Heightened language is used in headlines to…get your attention and prick you to read the article. I’ve always thought this was the purpose of a headline.

Once you get past the headline, a news article gives you the facts. Yes, each reporter uses his/her own language to bring the facts to life. But the facts are the facts and they are in there, in the article, no matter how they are tinted.

Another thing. It feels stupid to type this but…opinion pieces are not news articles.

Newspapers like the Times present an array of opinion pieces, from an array of opinions. One opinion piece yesterday in the Times made me furious because it demonstrated clear political bias without any intelligent logic to support it. What I did with that piece is what I always do: I read the readers’ comments; they soothed my soul by ripping into the lack of intelligent rationale in the opinion piece. I love my fellow Times readers.

Another major gripe about the Times is their penchant for sending reporters to — lots of mockery about this — diners in Dayton, Ohio to interview MAGA supporters. I read those articles and am struck, over and over, by how ignorant, how dim those people are. And I want to know this. Haven’t all of us over the past years asked ourselves, and maybe some of our relatives and friends, “Why? Why do you support this? How the fuck could you vote for this shit?” Well, thanks to the Times, we now know.

Do you want not to know? Why?

So the central question is, why do people I otherwise respect send up alarms about major news media, about their reporting, about their language? You can’t be afraid that the likes of, say, Christopher Caldwell, will warp my mind into thinking the Ukrainian War is the fault of the United States? Do you think I’ll stop voting for people whose values replicate mine?
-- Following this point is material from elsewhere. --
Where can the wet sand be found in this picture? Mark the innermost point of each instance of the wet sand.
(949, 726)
No. Instead I’ll be influenced by Helene Cooper’s headlined, front page story, “Russian Military Is Repeating Mistakes in Eastern Ukraine, U.S. Says.”

There is not one suggestive headline, one news article, one enraging opinion piece that has changed my own intellectual, deeply considered positions about what’s been going on in our lives and on our planet.

So if you’re not warning and advising me about reading the news, who are you talking to?